Oh my god,...that is just plain crazy!!That has to be one of the most nuttest center trunk piece that I saw yet!!!I seen that on !1CLNB14's car, hey scorchn200sx i'm curious how much you do t hose custom jobs for??


----------



## Ninety-Nine SE-L (May 5, 2002)

xt_out said:


> *when did you send yours in 1997 GA...?
> you getting same as me? no shaved keyhole, shaved badge, etc.?
> lookin do?
> 
> HEY SCORCH: DON'T LET UPS BREAK MINE!!!! PACK THAT SUCKER UP REAL GOOD!!! THE STUFF THAT I SENT the panel in and the box should be reusable.

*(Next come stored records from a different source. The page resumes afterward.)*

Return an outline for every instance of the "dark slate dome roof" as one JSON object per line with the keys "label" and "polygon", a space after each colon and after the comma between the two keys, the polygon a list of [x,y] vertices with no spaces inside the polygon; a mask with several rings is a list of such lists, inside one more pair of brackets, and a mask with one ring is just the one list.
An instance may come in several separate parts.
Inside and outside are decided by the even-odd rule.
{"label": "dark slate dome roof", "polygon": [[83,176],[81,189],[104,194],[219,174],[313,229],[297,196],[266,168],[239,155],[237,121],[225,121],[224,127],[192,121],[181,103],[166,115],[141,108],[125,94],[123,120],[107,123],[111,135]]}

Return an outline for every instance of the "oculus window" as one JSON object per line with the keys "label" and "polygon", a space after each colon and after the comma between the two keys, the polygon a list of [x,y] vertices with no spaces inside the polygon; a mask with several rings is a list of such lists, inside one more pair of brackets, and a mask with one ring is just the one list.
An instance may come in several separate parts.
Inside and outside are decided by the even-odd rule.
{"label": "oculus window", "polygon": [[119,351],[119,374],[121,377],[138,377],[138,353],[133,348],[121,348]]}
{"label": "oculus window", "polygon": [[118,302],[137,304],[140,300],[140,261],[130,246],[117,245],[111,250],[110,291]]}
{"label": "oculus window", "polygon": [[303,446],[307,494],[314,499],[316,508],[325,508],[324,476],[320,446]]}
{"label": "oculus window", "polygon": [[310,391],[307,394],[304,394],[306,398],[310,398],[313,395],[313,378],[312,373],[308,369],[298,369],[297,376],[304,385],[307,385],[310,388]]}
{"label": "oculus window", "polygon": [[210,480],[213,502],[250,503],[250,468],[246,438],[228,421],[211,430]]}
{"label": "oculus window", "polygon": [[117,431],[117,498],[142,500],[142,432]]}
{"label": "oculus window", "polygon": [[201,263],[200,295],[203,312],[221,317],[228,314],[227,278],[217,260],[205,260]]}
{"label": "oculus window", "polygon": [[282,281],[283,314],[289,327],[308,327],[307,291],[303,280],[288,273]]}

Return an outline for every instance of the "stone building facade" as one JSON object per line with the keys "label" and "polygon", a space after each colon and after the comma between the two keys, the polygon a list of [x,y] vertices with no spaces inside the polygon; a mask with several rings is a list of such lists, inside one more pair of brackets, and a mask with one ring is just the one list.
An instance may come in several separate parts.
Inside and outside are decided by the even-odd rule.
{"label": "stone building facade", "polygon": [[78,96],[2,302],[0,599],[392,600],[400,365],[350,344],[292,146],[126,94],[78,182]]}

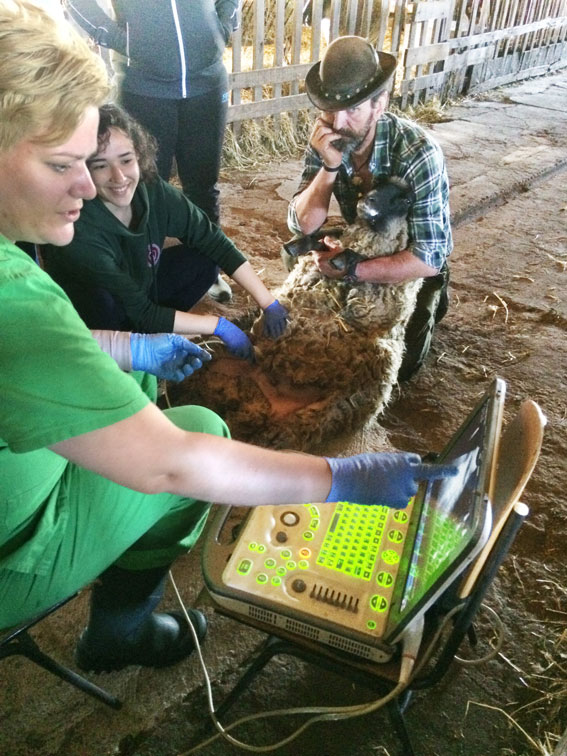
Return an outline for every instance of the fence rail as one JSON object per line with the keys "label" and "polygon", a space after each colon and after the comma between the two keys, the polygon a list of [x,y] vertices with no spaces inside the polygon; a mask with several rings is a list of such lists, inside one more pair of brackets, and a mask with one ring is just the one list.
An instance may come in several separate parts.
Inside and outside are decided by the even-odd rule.
{"label": "fence rail", "polygon": [[305,74],[343,34],[397,57],[402,108],[567,66],[567,0],[244,0],[240,13],[230,123],[310,107]]}

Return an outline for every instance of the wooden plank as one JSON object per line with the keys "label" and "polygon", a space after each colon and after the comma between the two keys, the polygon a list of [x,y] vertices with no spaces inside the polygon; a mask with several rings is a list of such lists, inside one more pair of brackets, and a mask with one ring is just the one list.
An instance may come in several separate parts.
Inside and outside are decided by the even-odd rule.
{"label": "wooden plank", "polygon": [[451,51],[464,50],[467,47],[473,45],[483,45],[499,40],[509,40],[515,37],[521,37],[523,34],[528,34],[530,31],[536,29],[553,28],[556,26],[563,26],[567,28],[567,18],[550,18],[542,19],[541,21],[534,21],[532,24],[526,24],[525,26],[516,26],[509,29],[497,29],[496,31],[483,32],[482,34],[472,34],[468,37],[458,37],[450,39],[447,44],[450,46]]}
{"label": "wooden plank", "polygon": [[451,3],[449,0],[429,0],[429,2],[416,2],[414,21],[422,23],[436,18],[444,18],[448,15]]}
{"label": "wooden plank", "polygon": [[360,20],[360,36],[366,37],[367,39],[369,39],[370,37],[370,26],[372,22],[373,7],[374,7],[374,0],[363,0],[362,18]]}
{"label": "wooden plank", "polygon": [[341,20],[341,0],[331,0],[331,28],[329,37],[331,40],[339,36],[339,23]]}
{"label": "wooden plank", "polygon": [[418,92],[420,90],[434,87],[439,84],[439,82],[443,82],[445,79],[446,72],[445,71],[439,71],[438,73],[432,73],[427,74],[426,76],[420,76],[419,79],[406,79],[405,81],[402,81],[400,92],[402,94],[402,102],[403,102],[403,95],[411,95],[415,94],[415,92]]}
{"label": "wooden plank", "polygon": [[[275,70],[281,69],[284,63],[284,45],[285,45],[285,0],[276,0],[275,18],[274,18],[274,66]],[[282,96],[282,85],[280,82],[274,83],[274,98],[277,100]]]}
{"label": "wooden plank", "polygon": [[408,47],[406,50],[406,66],[419,66],[424,63],[443,60],[449,57],[450,52],[450,42],[439,42],[436,45],[423,45],[421,47]]}
{"label": "wooden plank", "polygon": [[378,50],[384,49],[384,40],[388,31],[388,22],[390,20],[390,3],[388,0],[382,0],[380,3],[380,18],[378,20],[378,34],[376,37],[376,47]]}
{"label": "wooden plank", "polygon": [[462,55],[450,55],[445,61],[446,71],[456,71],[459,68],[474,66],[487,59],[494,58],[496,55],[496,45],[487,45],[486,47],[474,47]]}
{"label": "wooden plank", "polygon": [[406,0],[396,0],[394,11],[394,22],[392,25],[392,43],[391,51],[396,57],[400,52],[400,41],[402,39],[402,29],[405,26]]}
{"label": "wooden plank", "polygon": [[260,68],[257,71],[240,71],[228,75],[229,87],[244,89],[263,84],[282,84],[285,81],[300,82],[305,79],[312,63],[299,63],[281,68]]}
{"label": "wooden plank", "polygon": [[[419,24],[416,21],[418,9],[419,9],[419,3],[414,3],[413,9],[411,11],[411,16],[410,16],[409,31],[407,33],[407,47],[408,48],[419,48],[421,44],[421,40],[419,42],[417,40],[418,34],[422,29],[422,24]],[[403,71],[402,81],[405,81],[406,79],[415,79],[416,76],[418,76],[420,73],[418,68],[417,67],[415,68],[416,70],[414,71],[413,70],[414,66],[411,60],[408,59],[408,54],[406,50],[405,55],[404,55],[404,71]],[[415,91],[416,90],[414,90],[414,93]],[[405,110],[407,105],[408,105],[408,98],[405,96],[405,94],[402,94],[402,110]]]}
{"label": "wooden plank", "polygon": [[321,19],[323,18],[323,0],[312,0],[311,5],[311,60],[321,57]]}
{"label": "wooden plank", "polygon": [[[543,18],[549,18],[553,7],[553,0],[545,0],[541,12],[539,14],[539,20]],[[534,34],[533,44],[538,47],[547,45],[550,37],[550,31],[548,29],[540,29]]]}
{"label": "wooden plank", "polygon": [[468,34],[467,0],[457,0],[455,20],[455,37]]}
{"label": "wooden plank", "polygon": [[[238,11],[241,12],[240,10]],[[242,71],[242,27],[232,34],[232,70],[234,72]],[[240,104],[240,91],[235,90],[231,93],[231,104]]]}
{"label": "wooden plank", "polygon": [[[264,0],[254,1],[254,45],[252,48],[252,67],[264,67]],[[262,99],[262,87],[254,88],[254,99]]]}
{"label": "wooden plank", "polygon": [[[538,3],[541,3],[541,0],[538,0]],[[536,13],[536,0],[527,0],[525,21],[528,23],[533,21],[535,13]],[[524,37],[522,45],[521,45],[522,53],[525,53],[526,50],[529,50],[532,47],[534,34],[535,32],[530,32],[529,34],[526,34],[526,36]]]}
{"label": "wooden plank", "polygon": [[[417,7],[420,5],[423,5],[423,3],[418,3]],[[417,24],[414,24],[417,26]],[[431,21],[426,21],[422,24],[419,24],[420,28],[420,34],[419,34],[419,44],[421,47],[425,47],[425,45],[436,42],[437,40],[431,39]],[[416,68],[415,75],[416,77],[423,76],[424,73],[427,73],[425,70],[426,66],[424,64],[418,65]],[[428,68],[428,66],[427,66]],[[419,103],[419,93],[415,93],[413,104],[416,106]]]}
{"label": "wooden plank", "polygon": [[485,31],[489,28],[489,23],[490,23],[489,19],[490,19],[490,2],[486,0],[480,4],[479,25],[482,31]]}
{"label": "wooden plank", "polygon": [[356,18],[358,15],[358,1],[347,0],[347,34],[356,34]]}
{"label": "wooden plank", "polygon": [[263,100],[262,102],[244,102],[241,105],[232,105],[228,109],[227,123],[245,121],[249,118],[264,118],[277,113],[287,113],[303,108],[311,108],[312,105],[306,94],[288,95],[277,100]]}
{"label": "wooden plank", "polygon": [[[476,24],[476,17],[478,14],[478,4],[480,0],[473,0],[472,6],[469,3],[470,11],[469,11],[469,34],[476,34],[475,24]],[[480,30],[482,31],[482,30]]]}
{"label": "wooden plank", "polygon": [[428,87],[438,88],[439,83],[442,82],[444,77],[452,71],[458,71],[462,67],[466,68],[467,66],[477,65],[485,61],[487,58],[491,59],[494,57],[495,51],[496,47],[490,46],[469,50],[463,55],[451,55],[445,60],[445,68],[443,71],[407,79],[401,84],[401,92],[402,94],[411,94],[415,93],[417,90],[423,90]]}
{"label": "wooden plank", "polygon": [[520,81],[522,79],[528,79],[532,76],[541,76],[543,74],[549,74],[553,71],[558,71],[561,68],[565,68],[567,66],[567,62],[565,60],[558,60],[554,64],[546,64],[545,66],[539,66],[538,68],[526,68],[523,71],[514,71],[512,73],[507,73],[502,76],[497,76],[494,78],[491,78],[488,81],[483,82],[479,86],[475,87],[474,90],[471,89],[471,92],[487,92],[490,89],[495,89],[496,87],[503,87],[506,84],[513,84],[516,81]]}
{"label": "wooden plank", "polygon": [[[295,0],[295,9],[293,11],[293,35],[291,47],[291,63],[298,65],[301,63],[301,32],[303,29],[303,10],[299,0]],[[291,94],[299,93],[299,83],[292,81]]]}

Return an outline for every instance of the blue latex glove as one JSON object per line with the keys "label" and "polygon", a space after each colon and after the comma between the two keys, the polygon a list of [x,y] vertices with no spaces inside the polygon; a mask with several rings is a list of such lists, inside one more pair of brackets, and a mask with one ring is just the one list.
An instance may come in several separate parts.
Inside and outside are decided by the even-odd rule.
{"label": "blue latex glove", "polygon": [[254,347],[248,336],[230,320],[220,317],[214,335],[222,339],[228,351],[235,357],[254,362]]}
{"label": "blue latex glove", "polygon": [[455,465],[421,461],[419,454],[377,452],[354,457],[325,457],[333,475],[327,501],[381,504],[404,509],[415,496],[419,481],[452,478]]}
{"label": "blue latex glove", "polygon": [[211,355],[177,333],[131,333],[132,370],[144,370],[168,381],[182,381]]}
{"label": "blue latex glove", "polygon": [[277,339],[287,327],[289,311],[276,299],[264,310],[264,336]]}

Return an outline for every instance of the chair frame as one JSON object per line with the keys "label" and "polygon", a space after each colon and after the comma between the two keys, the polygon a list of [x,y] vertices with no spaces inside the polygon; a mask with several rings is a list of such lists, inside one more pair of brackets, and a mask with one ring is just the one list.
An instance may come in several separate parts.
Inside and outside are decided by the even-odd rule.
{"label": "chair frame", "polygon": [[77,595],[78,593],[75,593],[50,606],[35,617],[22,622],[20,625],[2,631],[0,633],[0,660],[10,656],[25,656],[26,659],[43,667],[43,669],[56,675],[61,680],[70,683],[83,693],[96,698],[98,701],[102,701],[102,703],[110,706],[112,709],[120,709],[122,702],[118,698],[44,653],[28,632],[34,625],[37,625],[50,614],[56,612]]}

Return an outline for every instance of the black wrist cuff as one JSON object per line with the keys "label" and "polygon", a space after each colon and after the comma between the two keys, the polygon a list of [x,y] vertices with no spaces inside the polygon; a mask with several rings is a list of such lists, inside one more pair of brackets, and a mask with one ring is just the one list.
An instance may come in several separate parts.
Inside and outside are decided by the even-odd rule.
{"label": "black wrist cuff", "polygon": [[347,283],[358,283],[358,276],[356,275],[356,266],[358,265],[361,259],[363,258],[361,258],[360,255],[357,255],[356,252],[353,253],[352,257],[349,257],[346,264],[346,275],[343,278],[343,281],[346,281]]}
{"label": "black wrist cuff", "polygon": [[331,168],[330,165],[323,163],[323,170],[327,171],[327,173],[336,173],[340,167],[341,167],[341,163],[339,163],[336,168]]}

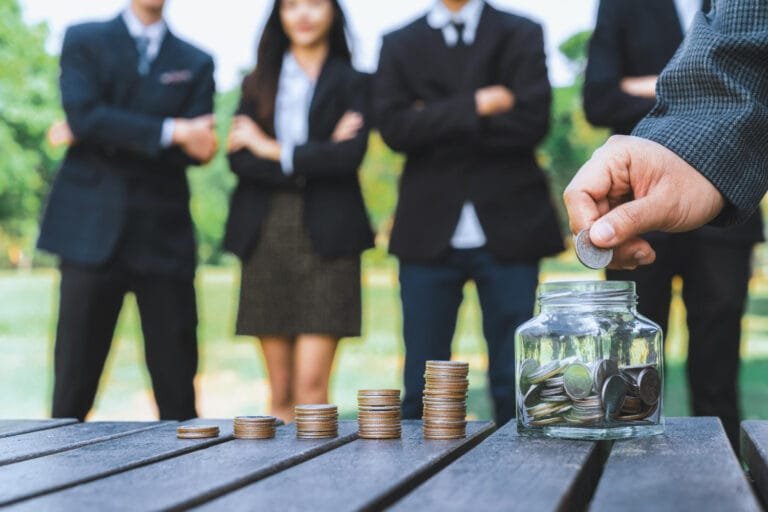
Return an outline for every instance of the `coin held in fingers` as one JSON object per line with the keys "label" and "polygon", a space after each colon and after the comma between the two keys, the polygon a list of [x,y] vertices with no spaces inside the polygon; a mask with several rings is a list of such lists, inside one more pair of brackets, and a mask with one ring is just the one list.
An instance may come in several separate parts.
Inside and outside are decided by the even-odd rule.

DON'T MAKE ME WAIT IF IT BREAKS. i'll cry.   *


 ya, I'm sure mine will look exactly like yours. I haven't sent mine out yet. He told me that once he's done with the mold, he'll have me send mine in and mine will be made after yours.


----------



## xt_out (Jun 23, 2003)

he he he. im so excited. he said because mine (and yours too) were different than seans (98-99) that it was a little different.
whoohoo for custom work. i'll bet b-14 owners'll be askin me about that piece wantin one exactly like it.
so frickin tight lookin. he said he was tryin to ship mine monday, but painting is taking a while for the right weather, etc.
im hoping it'll be here by wed-thursday.


----------